8. Use according to claim 1, characterized in that: the catalyst is activated or not activated before use, and the activation conditions are as follows: GHSV of 2000-^-1，H₂And (3) raising the temperature from room temperature to 200-700 ℃ at the temperature raising rate of 1-10 ℃/min under the atmosphere of 0.1-4.0 MPa, and keeping for 1-5 h to obtain the activated inorganic carbon carrier supported Ni-based catalyst.

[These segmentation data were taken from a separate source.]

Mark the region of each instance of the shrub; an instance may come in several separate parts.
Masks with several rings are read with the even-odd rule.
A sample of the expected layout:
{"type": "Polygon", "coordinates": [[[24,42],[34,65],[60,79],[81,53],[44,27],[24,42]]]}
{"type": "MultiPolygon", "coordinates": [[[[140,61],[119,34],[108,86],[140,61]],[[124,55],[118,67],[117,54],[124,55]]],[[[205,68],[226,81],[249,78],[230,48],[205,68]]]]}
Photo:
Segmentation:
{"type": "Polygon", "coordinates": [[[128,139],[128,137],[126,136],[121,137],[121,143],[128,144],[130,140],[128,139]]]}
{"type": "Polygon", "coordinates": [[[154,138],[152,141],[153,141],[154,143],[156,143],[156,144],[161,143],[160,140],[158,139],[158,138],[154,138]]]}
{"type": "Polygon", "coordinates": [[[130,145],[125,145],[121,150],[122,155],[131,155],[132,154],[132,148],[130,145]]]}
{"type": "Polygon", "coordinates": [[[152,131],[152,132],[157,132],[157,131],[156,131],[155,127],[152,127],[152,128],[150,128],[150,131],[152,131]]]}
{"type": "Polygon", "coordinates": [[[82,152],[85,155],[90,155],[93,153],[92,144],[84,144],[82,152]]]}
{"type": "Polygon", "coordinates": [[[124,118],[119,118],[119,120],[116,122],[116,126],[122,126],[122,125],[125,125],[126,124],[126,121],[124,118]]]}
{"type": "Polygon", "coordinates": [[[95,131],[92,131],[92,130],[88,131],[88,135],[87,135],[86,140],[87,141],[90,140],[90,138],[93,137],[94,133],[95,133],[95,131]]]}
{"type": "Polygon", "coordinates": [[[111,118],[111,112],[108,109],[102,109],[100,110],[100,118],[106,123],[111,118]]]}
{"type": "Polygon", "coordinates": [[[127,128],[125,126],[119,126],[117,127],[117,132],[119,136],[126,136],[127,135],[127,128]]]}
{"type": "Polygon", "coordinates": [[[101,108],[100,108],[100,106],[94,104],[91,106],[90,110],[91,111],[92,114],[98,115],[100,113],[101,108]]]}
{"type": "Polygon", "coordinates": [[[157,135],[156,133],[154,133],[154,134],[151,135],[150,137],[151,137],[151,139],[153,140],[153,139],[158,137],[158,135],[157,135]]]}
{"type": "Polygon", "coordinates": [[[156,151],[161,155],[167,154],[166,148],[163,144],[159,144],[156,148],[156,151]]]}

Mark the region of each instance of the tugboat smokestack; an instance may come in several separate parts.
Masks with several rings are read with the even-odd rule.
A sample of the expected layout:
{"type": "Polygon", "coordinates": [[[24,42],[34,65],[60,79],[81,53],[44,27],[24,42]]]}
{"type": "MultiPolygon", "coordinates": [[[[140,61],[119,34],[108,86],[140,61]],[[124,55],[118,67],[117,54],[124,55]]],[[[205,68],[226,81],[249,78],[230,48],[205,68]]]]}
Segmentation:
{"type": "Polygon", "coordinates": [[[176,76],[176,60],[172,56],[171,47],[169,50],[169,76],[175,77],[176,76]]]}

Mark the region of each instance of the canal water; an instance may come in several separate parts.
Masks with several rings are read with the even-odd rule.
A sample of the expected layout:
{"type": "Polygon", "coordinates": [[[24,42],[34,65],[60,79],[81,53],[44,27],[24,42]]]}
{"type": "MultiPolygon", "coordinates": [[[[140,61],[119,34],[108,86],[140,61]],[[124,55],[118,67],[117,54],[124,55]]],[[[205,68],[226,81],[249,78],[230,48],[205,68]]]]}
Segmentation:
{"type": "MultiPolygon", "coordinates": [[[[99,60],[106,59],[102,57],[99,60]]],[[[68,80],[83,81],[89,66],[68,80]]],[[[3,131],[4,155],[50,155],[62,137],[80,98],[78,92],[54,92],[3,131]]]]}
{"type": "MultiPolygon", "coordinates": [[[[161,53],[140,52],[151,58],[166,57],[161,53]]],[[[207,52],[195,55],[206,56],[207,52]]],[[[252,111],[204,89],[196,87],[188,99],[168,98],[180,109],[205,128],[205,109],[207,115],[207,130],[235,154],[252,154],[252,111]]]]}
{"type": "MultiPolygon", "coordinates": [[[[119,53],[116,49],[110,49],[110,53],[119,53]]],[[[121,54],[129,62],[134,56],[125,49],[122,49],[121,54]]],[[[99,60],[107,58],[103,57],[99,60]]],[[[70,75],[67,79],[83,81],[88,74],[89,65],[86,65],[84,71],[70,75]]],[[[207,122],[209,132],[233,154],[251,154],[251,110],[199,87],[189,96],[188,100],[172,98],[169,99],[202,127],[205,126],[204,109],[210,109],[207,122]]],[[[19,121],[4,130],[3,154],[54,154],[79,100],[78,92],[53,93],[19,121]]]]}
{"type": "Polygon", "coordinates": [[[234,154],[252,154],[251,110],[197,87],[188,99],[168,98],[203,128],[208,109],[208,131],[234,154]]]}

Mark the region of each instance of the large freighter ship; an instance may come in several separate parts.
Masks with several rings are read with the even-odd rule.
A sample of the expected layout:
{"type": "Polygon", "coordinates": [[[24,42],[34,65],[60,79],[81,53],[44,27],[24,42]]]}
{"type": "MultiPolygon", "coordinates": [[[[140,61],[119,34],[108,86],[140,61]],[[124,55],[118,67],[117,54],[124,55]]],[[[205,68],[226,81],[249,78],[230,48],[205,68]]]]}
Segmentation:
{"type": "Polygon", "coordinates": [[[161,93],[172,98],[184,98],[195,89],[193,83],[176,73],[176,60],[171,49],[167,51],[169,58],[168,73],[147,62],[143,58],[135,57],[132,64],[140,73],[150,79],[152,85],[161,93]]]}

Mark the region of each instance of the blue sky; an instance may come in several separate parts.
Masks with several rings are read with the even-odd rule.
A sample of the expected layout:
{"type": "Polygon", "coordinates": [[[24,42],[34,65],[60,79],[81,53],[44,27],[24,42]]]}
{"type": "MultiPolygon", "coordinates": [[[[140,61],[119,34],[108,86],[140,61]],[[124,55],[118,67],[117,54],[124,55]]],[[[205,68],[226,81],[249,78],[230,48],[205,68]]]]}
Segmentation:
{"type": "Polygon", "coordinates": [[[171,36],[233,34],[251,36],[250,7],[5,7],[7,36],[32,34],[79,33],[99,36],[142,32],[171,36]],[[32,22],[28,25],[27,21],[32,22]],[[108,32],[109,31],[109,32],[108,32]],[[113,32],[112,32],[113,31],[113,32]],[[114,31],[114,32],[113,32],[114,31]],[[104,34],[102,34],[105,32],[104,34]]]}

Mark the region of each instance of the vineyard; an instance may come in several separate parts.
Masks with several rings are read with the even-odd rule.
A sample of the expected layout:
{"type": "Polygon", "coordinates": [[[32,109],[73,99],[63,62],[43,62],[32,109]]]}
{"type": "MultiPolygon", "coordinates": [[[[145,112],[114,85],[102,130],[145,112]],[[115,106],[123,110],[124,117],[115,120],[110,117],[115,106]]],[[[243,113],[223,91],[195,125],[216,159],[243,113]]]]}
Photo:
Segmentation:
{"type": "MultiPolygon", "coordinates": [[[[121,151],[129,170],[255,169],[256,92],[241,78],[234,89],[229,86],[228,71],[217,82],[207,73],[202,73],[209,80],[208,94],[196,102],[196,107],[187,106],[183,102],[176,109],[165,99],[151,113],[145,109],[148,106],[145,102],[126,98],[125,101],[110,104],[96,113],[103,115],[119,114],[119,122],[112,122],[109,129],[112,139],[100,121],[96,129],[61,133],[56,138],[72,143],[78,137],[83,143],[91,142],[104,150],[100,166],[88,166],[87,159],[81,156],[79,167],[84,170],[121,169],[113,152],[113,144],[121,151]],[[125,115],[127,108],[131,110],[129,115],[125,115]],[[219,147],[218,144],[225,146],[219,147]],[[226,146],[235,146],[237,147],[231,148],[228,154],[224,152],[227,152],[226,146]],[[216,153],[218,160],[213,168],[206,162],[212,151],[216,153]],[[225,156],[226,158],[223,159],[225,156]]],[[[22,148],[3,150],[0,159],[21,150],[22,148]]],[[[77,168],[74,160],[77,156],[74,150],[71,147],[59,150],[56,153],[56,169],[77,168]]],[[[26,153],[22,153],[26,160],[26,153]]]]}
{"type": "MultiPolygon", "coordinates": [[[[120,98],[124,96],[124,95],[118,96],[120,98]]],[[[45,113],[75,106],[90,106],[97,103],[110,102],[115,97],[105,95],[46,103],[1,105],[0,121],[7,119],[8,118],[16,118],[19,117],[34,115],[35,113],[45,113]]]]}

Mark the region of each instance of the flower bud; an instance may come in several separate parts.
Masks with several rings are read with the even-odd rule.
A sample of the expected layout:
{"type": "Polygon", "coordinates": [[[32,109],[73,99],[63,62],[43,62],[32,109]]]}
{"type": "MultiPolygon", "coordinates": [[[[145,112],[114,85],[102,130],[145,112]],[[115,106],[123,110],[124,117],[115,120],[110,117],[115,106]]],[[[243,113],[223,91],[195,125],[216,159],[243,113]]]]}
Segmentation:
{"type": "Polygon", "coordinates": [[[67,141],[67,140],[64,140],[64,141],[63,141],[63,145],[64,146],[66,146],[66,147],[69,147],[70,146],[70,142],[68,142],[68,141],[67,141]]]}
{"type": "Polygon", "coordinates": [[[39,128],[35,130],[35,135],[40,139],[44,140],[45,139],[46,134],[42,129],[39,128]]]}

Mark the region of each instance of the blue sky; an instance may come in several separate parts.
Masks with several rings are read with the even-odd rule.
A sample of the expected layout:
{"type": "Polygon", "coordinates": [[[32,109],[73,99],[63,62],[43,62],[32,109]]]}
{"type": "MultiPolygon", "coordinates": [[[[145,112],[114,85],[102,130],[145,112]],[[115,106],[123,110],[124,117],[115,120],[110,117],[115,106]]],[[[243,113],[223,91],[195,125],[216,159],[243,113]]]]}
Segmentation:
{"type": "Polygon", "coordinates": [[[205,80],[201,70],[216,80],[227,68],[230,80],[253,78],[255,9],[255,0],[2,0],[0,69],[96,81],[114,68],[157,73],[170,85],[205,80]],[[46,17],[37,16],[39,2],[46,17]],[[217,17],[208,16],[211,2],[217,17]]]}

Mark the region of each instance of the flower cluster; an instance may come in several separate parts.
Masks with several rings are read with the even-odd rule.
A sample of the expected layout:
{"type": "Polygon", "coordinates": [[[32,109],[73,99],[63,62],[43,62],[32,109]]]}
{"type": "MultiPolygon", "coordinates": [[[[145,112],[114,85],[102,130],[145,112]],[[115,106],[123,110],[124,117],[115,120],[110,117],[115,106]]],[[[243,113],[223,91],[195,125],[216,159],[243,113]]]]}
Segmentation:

9. Use according to claim 1, characterized in that: the catalyst is prepared by the following steps: dissolving a Ni metal precursor and an auxiliary agent precursor in water, soaking the obtained solution on an inorganic carbon carrier in an isometric manner or excessively, evaporating the solvent in a water bath at 30-80 ℃, drying in an oven at 100-150 ℃ for 5-15 h, and roasting at 200-800 ℃ for 2-8 h under the protection of Ar to obtain the catalyst.

10. Use according to claim 9, characterized in that: the Ni metal precursor is Ni (NO)₃)₂·6H₂O、NiCl₂·6H₂O、NiSO₄·6H₂One or more than two of O; the precursor of the auxiliary agent is NaNO₃、NaCl、Mg(NO₃)₂、MgCl₂、Al(NO₃)₃、AlCl₃、Ca(NO₃)₂、CaCl₂、Fe(NO₃)₃One or two or more of them.